Certainly, Ford had some advantages in the wear-now sweepstakes. Showing at the beginning of the week, his audience wasn’t yet “over it” (save perhaps those unfortunate souls who earlier in the day went to hell and back on the Yeezy ego bus). And given its ranks, 180 give or take, that audience felt valued, as if they were more than props for an extravagant Instagram orgy. Which it was — make no mistake. But Ford refused to sacrifice the live moment for the live-stream. He made both work. Fancy crowd? What do you think? Julianne Moore, Uma Thurman, Hailee Steinfeld, Cindy Crawford, Tom Hanks, Rita Wilson, Jon Hamm, Russell Westbrook, Rita Ora, Iman, Neil Patrick Harris, Karlie Kloss and on and on turned out.

Ford rented out a venue well-known to the fashion crowd, the former Four Seasons restaurant, which, for one more evening, pulsed with that irresistible swagger of wealth and power. Following cocktails in the Grill Room, the guests made their way to the Pool Room, where resin chairs encircled tables set with large bowls of cymbidium orchids, all in pristine white. These in turn surrounded the famous pool, covered over to create a big platform runway.

Ford’s message: unstuffy chic. Sexy, yes (they don’t call him Tom Ford for nothing), but deliberately elegant as well, on a lineup of models ranging from unknowns to knew-him-when beauties Carolyn Murphy and Amber Valletta. When Amber appeared, some in the audience (not the young people) couldn’t help but flash to her appearance under a hot Gucci spotlight in a green satin shirt and bell-bottoms for fall 1995, a defining moment of Ford’s career. Here, a reed-thin skirt anchored the prevailing silhouette. It started with a pair of gems in tweed, a major motif paired with small brown ombréd leather tops, lean but with subtle volume, one, like a scaled-down peasant’s blouse, and the other, a T-shirt with dropped shoulders and shirred sleeves. The former featured a multistrap harness effect, a recurring, faintly subversive touch. As Ford added volume on top, in trapezelike or blouson shapes, the look winked at late Fifties couture. Case in point: A billow of tweed atop a skirt of dark, moody sequined blocks. Evening was sparkly and glam.

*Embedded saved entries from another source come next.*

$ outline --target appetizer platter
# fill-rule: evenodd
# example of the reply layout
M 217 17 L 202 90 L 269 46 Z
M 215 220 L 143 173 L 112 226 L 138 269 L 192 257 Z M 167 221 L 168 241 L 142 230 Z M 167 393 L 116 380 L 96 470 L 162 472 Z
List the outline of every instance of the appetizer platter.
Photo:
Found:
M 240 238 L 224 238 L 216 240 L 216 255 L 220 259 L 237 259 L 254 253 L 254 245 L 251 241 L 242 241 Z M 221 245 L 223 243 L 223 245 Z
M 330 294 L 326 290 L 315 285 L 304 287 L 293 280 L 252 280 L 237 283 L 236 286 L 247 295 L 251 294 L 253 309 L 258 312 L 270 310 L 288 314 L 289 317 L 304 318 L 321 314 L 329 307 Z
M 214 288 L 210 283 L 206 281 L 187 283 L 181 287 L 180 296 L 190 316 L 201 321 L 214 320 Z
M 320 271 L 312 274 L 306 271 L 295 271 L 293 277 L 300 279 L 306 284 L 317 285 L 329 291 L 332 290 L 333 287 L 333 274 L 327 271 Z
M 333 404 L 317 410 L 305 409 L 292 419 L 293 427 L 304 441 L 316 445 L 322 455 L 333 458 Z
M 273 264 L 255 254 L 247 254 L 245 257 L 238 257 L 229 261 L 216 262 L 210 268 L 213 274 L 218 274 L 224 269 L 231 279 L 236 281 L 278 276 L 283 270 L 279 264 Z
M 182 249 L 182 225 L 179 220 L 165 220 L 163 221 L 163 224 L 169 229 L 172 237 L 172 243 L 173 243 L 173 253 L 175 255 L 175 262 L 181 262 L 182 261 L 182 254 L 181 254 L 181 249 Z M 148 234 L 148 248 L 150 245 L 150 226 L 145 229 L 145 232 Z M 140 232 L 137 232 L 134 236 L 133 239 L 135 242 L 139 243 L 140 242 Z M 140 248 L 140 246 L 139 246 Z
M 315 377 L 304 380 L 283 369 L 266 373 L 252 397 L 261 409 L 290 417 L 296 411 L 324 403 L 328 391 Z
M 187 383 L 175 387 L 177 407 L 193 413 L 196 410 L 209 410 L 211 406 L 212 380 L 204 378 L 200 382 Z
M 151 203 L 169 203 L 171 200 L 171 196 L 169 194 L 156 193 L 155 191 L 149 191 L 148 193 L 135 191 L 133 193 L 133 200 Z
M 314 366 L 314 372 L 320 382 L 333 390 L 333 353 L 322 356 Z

The clothes were available immediately after the show on tomford.com and other sites, and are in store today, at Tom Ford and Bergdorf Goodman. “Fashion is about change,” said Bergdorf’s Linda Fargo, who noted that her visual team would work into the wee hours installing the collection. “We all have to be partners in exploring the changes in the way we all operate. I think these things are going to have tremendous snafus and bumps. It’s a big work in progress. I really applaud Tom for taking it on.” And for pulling it off.